Over the past decade, we’ve been at war. And our spending went way up. In 2001, under President George W. Bush, the military budget was $287 billion. In 2012, after accounting for the military budget and the war spending, it was about $700 billion. That’s a bigger increase in spending than we saw for either the Vietnam War or the Cold War.
And here’s where it left us: $700 billion is more than China, the U.K., France, Japan, India, Saudi Arabia, Germany, Brazil, Italy, South Korea, Australia and Canada spend on their militaries combined.
Our wars are ending. Officially, the war in Iraq is over. The war in Afghanistan is drawing down. Osama bin Laden is dead. Typically, at this moment, spending drops by somewhere between 33 percent and 43 percent.
If the sequester goes into effect, the full cut to the defense budget will be about 31 percent. Think about that — during the war on terror, the defense budget increased by more than it did during the Cold War or the Vietnam War, and even with the sequester, the cut to the defense budget will be less than it was after either of those.
Kind of puts the doomsaying in perspective, huh?
Now, sequestration is a really stupid way to cut the defense budget. I’m not arguing that. But a $500 billion cut is not necessarily a stupid amount by which to cut the defense budget. And cutting $500 billion from the defense budget is not necessarily a stupid way to reduce the deficit.

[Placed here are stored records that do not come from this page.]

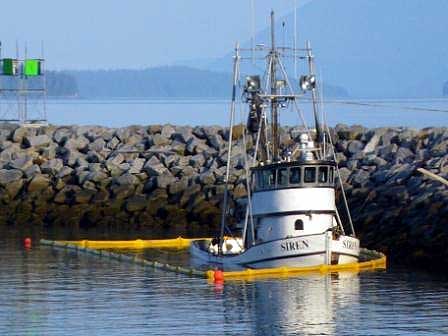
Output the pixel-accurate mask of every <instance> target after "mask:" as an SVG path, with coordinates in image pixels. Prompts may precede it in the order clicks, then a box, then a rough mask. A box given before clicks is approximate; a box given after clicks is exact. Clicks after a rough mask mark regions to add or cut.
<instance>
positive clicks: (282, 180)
mask: <svg viewBox="0 0 448 336" xmlns="http://www.w3.org/2000/svg"><path fill="white" fill-rule="evenodd" d="M278 185H279V187H287V186H288V169H287V168H282V169H279V170H278Z"/></svg>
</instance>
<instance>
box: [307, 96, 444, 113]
mask: <svg viewBox="0 0 448 336" xmlns="http://www.w3.org/2000/svg"><path fill="white" fill-rule="evenodd" d="M301 100H304V101H307V102H311V101H312V99H310V98H302V99H301ZM323 102H324V103H325V104H333V105H352V106H364V107H379V108H395V109H397V110H402V111H418V112H442V113H448V110H444V109H436V108H430V107H418V106H397V105H394V104H383V103H370V102H362V101H349V100H324V101H323Z"/></svg>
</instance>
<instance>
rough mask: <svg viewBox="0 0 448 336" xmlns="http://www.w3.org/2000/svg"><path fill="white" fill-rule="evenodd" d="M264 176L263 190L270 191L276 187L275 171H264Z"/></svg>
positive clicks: (262, 179)
mask: <svg viewBox="0 0 448 336" xmlns="http://www.w3.org/2000/svg"><path fill="white" fill-rule="evenodd" d="M261 176H262V181H263V182H262V189H269V188H272V187H273V186H275V170H263V171H262V172H261Z"/></svg>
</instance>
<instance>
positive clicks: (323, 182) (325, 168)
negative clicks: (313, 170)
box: [318, 167, 328, 183]
mask: <svg viewBox="0 0 448 336" xmlns="http://www.w3.org/2000/svg"><path fill="white" fill-rule="evenodd" d="M318 182H319V183H327V182H328V167H319V179H318Z"/></svg>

Compare it, for instance, with the other options. When the Democrats talk about tax reform, when they say they want to replace the sequester and almost all of the defense cuts with tax revenue, what they’re saying is they want to limit what are called itemized deductions for the rich.
That doesn’t mean much to most people. But when you hear that, here’s what you should hear: Democrats want to limit subsidies for rich people to donate to charity, pay their state and local taxes and buy big houses. That’s what those itemized deductions are really about: They’re overwhelmingly made up of the charitable deduction, the home mortgage interest deduction and the state and local tax deduction, and we’re talking about cutting them for rich people.
When Republicans talk about their sequester replacement, they’re talking about policies — they’ve proposed a couple of them — that move the cuts over toward domestic spending. Food stamps and Medicaid are prominent targets in their bills, as are policies that simply tighten the caps on domestic discretionary spending — which would mean bigger cuts to education, infrastructure and other priorities.
The sequester is bad economic policy, and for that reason, I’d like to get rid of it altogether. If we do keep it, we absolutely have to give agencies the ability to make decisions about how to make those cuts — something Congress is discussing. But if you gave me a choice between getting $500 billion by cutting defense spending, or by cutting spending on houses and charities and state and local taxes, or by cutting spending on social services, I’d take the defense cuts.
Moreover, there are unsettling implications to the argument that even though the wars are ending, America needs to break with historical precedent and keep its defense budget high. That’s an acceptance of the idea that we’re now in a permanent state of semi-war, with all that that entails. In the long run, I think that’s a dangerous mindset. Bringing down the defense budget is one of the few ways to decisively reject that reimagining of America’s posture toward the rest of the world.